Bei Aquädukt würde ich das Spiel mit Bau des letzten Kanals sofort beenden lassen und den Startspielervorteil folgendermaßen ausgleichen (z.B.: der Startspieler würfelt 1x, der zweite 2x, der dritte und vierte Spieler je 3x und platziert entsprechend Häuserplättchen. Dann geht's wie gewohnt weiter). Aber das ist ja nicht eine grundsätzlich andere Entwicklung, sondern ein Regeldetail.

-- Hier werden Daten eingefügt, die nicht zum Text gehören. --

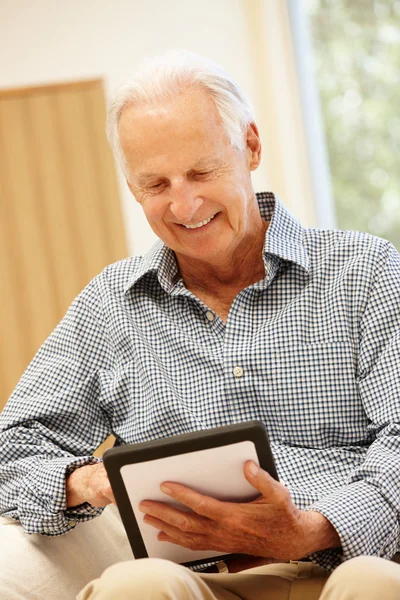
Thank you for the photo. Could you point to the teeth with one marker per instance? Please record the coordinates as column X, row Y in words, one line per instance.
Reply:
column 199, row 224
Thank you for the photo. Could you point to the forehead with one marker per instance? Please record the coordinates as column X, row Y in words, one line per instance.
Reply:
column 186, row 130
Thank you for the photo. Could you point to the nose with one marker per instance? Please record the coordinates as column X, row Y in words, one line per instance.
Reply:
column 185, row 201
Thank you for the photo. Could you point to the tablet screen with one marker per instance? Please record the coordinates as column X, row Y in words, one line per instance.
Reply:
column 217, row 472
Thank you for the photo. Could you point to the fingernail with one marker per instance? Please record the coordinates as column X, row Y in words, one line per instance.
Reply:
column 253, row 468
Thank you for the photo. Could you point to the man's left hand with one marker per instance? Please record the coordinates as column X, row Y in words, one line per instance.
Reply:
column 270, row 526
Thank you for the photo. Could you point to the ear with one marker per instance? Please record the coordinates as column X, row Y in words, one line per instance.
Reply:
column 253, row 146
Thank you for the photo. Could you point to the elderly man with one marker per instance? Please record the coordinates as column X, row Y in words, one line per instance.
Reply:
column 238, row 313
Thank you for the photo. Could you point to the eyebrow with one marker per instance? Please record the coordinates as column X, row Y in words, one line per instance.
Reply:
column 203, row 163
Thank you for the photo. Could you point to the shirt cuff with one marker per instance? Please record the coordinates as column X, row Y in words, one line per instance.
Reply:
column 42, row 498
column 364, row 521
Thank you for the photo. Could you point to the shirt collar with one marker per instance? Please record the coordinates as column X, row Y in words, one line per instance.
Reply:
column 284, row 236
column 282, row 239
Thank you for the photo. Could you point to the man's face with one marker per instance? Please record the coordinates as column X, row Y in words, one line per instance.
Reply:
column 194, row 188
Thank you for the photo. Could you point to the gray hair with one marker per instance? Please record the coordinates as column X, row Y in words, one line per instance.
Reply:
column 163, row 77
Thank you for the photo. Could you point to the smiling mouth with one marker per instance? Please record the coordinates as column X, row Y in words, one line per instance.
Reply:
column 198, row 225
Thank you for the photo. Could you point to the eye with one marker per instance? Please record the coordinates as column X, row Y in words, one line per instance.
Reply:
column 202, row 173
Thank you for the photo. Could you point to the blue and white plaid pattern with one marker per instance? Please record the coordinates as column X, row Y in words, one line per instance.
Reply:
column 318, row 346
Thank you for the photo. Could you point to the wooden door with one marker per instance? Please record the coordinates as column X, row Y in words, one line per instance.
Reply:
column 60, row 212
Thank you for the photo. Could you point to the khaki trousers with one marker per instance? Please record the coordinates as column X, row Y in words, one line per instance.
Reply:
column 362, row 578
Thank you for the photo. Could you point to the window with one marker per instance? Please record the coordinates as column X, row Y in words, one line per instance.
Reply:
column 356, row 50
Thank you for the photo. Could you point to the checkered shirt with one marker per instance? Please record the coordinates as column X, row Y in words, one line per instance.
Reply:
column 317, row 343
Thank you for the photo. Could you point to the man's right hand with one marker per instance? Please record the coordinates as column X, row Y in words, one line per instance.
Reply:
column 90, row 484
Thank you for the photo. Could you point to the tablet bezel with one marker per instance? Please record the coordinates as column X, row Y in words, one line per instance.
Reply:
column 115, row 458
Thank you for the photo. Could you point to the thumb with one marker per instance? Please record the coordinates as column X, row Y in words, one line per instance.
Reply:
column 260, row 479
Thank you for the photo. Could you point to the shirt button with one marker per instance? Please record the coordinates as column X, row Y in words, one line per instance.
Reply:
column 238, row 371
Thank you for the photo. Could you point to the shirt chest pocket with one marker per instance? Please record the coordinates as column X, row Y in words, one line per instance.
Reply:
column 315, row 395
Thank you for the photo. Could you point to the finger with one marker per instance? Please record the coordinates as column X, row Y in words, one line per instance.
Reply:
column 199, row 503
column 183, row 520
column 175, row 535
column 271, row 489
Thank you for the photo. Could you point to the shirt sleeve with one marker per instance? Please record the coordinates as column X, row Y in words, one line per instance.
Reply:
column 53, row 421
column 366, row 511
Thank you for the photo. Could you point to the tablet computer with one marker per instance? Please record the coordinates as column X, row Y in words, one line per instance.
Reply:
column 209, row 461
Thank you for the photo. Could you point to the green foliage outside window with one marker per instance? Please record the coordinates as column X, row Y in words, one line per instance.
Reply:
column 357, row 59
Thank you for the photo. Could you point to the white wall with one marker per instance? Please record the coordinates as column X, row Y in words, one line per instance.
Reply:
column 48, row 41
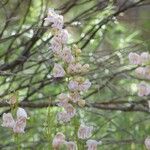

Wie lange dauert es von der Idee zum fertigen Spiel? Und wie sieht der Weg aus?
Am Anfang ist eine erste Idee. Es kann sein, dass Monate oder Jahre vergehen, bevor die Entwicklung dieser Idee zum Spiel konkret wird. Im günstigeren Fall entsteht schnell ein Prozess, in dem zunächst intensive gedankliche Arbeit stattfindet. Sind Regeln für eine erste Version entwickelt, wird eine erste testbare Version gebastelt und im Selbstversuch ausprobiert, Spielverhalten simuliert (was bei Spielen mit z.B. Bluffelementen natürlich nicht funktioniert). Da zeigen sich schnell erste Probleme, die in der Theorie nicht bedacht worden sind. Weitere Überlegungen werden angestellt, Versionen gebastelt, mit anderen Personen ausprobiert, Feedback, Erkenntnisgewinn, und wieder von vorn…
Je nach Intensität kann sich auch diese Phase mehrere Jahre dauern. Mal werden 10 Stunden und mehr am Stück daran gearbeitet, mal müssen die Ideen Wochen oder Monate reifen.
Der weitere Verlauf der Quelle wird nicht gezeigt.